また、テキスト差分は語の新出を機械検出した入口にすぎません。記述が加わったこと自体から、その後の業績を断定するものではありません。過年度取引については、会社が特別調査委員会の結果として、担当者に共謀や実体のない取引との認識があったとは認められなかったと説明し、過年度財務諸表の訂正と再発防止策を開示しています。本記事はその開示範囲を越えた評価をしていません。

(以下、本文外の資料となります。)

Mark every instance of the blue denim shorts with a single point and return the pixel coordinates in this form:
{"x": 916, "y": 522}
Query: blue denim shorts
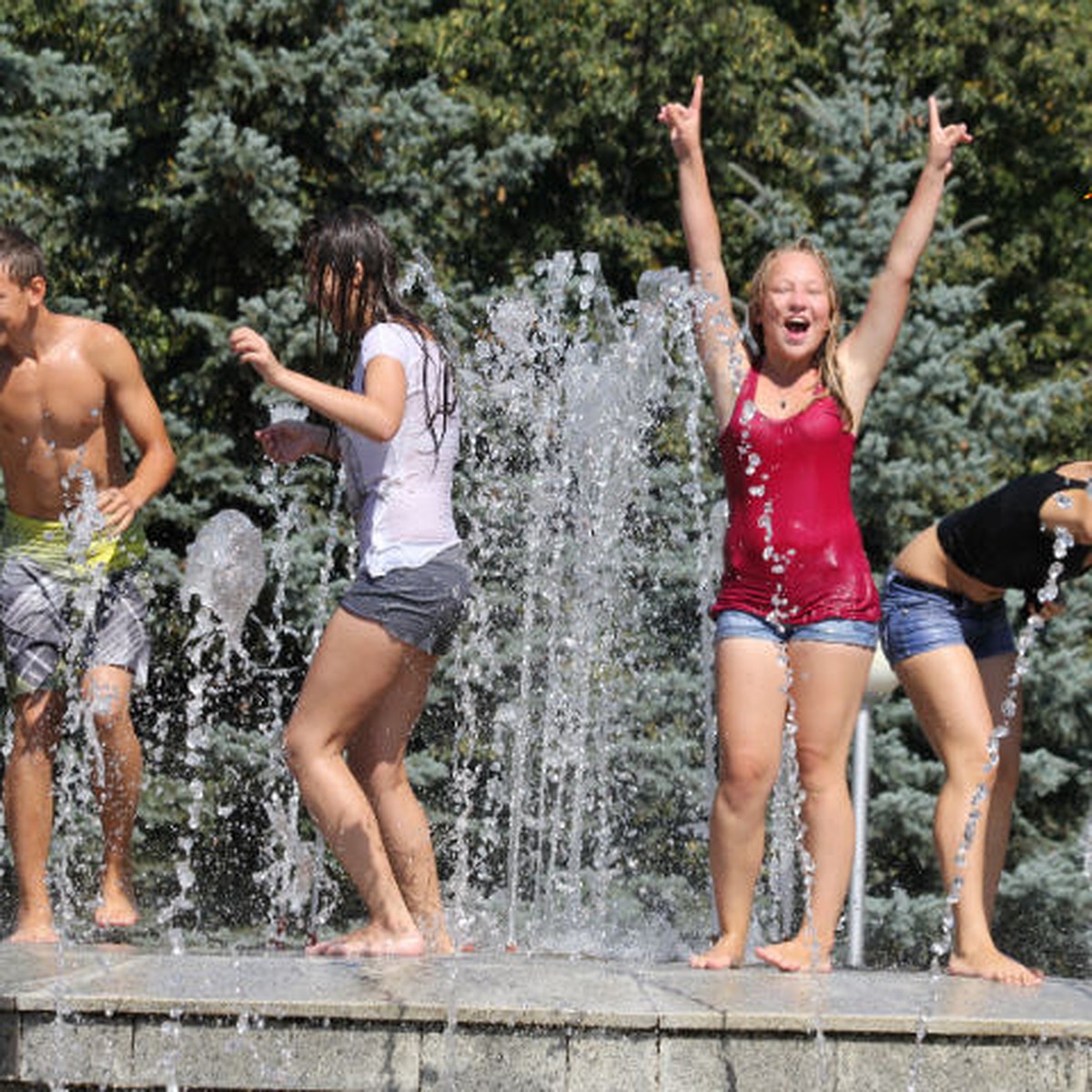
{"x": 918, "y": 618}
{"x": 829, "y": 631}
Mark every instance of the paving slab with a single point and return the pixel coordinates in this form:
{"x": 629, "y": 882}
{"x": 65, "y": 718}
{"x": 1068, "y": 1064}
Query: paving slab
{"x": 116, "y": 1016}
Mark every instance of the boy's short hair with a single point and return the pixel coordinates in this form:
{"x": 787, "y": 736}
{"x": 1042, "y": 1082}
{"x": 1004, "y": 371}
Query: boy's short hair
{"x": 21, "y": 258}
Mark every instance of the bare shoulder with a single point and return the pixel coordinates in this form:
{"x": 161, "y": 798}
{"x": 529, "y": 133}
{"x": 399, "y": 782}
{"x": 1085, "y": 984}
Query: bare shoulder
{"x": 105, "y": 348}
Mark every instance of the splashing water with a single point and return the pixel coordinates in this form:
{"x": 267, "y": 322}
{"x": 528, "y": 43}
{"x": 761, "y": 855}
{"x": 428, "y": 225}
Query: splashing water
{"x": 225, "y": 569}
{"x": 566, "y": 394}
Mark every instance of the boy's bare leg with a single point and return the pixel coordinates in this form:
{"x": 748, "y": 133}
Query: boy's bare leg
{"x": 28, "y": 809}
{"x": 116, "y": 780}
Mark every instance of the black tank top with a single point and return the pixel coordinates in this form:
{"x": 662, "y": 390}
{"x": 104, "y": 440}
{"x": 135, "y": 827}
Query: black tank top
{"x": 1000, "y": 541}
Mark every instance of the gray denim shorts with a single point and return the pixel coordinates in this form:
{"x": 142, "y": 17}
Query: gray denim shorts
{"x": 49, "y": 626}
{"x": 420, "y": 606}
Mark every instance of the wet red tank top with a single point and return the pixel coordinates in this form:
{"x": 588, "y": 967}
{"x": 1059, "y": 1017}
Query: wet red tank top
{"x": 793, "y": 549}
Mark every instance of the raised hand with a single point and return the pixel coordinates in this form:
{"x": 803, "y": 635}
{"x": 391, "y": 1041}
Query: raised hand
{"x": 944, "y": 140}
{"x": 683, "y": 123}
{"x": 284, "y": 441}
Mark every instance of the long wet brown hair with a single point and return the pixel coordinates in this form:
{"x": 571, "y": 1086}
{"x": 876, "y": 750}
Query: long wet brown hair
{"x": 830, "y": 374}
{"x": 353, "y": 273}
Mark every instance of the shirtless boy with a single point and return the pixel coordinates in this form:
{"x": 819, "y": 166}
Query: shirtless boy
{"x": 66, "y": 387}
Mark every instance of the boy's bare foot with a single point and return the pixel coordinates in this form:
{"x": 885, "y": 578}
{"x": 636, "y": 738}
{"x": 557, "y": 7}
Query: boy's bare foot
{"x": 370, "y": 942}
{"x": 117, "y": 909}
{"x": 795, "y": 955}
{"x": 995, "y": 966}
{"x": 33, "y": 928}
{"x": 725, "y": 953}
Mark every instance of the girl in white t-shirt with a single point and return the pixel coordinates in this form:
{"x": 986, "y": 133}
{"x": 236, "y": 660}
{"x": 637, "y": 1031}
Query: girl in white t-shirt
{"x": 397, "y": 430}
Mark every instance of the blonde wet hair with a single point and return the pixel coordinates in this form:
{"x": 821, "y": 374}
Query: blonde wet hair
{"x": 830, "y": 374}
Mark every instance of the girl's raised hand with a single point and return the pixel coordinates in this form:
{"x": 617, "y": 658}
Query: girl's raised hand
{"x": 683, "y": 123}
{"x": 944, "y": 140}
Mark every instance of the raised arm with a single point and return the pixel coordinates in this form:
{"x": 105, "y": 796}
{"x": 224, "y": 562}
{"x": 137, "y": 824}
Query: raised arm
{"x": 864, "y": 353}
{"x": 715, "y": 328}
{"x": 130, "y": 398}
{"x": 376, "y": 414}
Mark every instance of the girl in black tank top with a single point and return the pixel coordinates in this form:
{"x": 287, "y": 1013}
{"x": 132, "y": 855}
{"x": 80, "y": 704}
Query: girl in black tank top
{"x": 945, "y": 592}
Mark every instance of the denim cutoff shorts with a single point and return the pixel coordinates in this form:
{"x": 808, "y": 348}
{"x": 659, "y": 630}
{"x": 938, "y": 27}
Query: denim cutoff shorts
{"x": 420, "y": 606}
{"x": 828, "y": 631}
{"x": 920, "y": 617}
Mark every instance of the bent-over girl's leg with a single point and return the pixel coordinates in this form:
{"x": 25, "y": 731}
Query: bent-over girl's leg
{"x": 958, "y": 704}
{"x": 828, "y": 685}
{"x": 377, "y": 758}
{"x": 354, "y": 669}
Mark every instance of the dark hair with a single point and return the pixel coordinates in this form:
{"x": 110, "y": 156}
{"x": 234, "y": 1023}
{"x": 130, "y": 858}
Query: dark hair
{"x": 21, "y": 258}
{"x": 354, "y": 283}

次に見るのは「文言が消えるか」ではなく、数字が追いつくか

直近の2027年2月期第1四半期決算短信は2026年7月15日開示で、売上高7億5,500万円、営業損失3,600万円でした。通期会社予想は売上高33億6,300万円、営業利益1,300万円です。第2四半期の正式な発表日は未確認ですが、2026年10月前後を目安に決算短信を確認します。

見るのは、売上総利益の伸びが販管費の伸びを上回るか、通期営業利益1,300万円予想へ近づくか、現金及び預金と借入金がどう動くかです。次の2027年2月期有報は、過去の提出時期から2027年5月ごろが目安です。そこで「事業等のリスク」と「財務上の課題」を前年と再比較し、対応策が実績値に変わったかを見ます。正式な提出日は未確認です。

So whatはここです。新しいリスク文言を見つけたら、その一文だけで判断しない。会社が同じ有報で示した反対側の説明と、利益、営業CF、資金調達の三つをそろえて読む。記述差分は答えではなく、読むべき数字を教える索引です。

出典: バリュークリエーション株式会社「2026年2月期 有価証券報告書」(2026年5月29日提出、EDINET書類管理番号 S100Y7MG)、EDINET DB(2026年8月11日取得)。数値は特記のない限り有報ベースです。

本記事は公開データに基づく機械的な試算であり、特定銘柄の売買を推奨するものではありません。投資判断はご自身の責任でお願いします。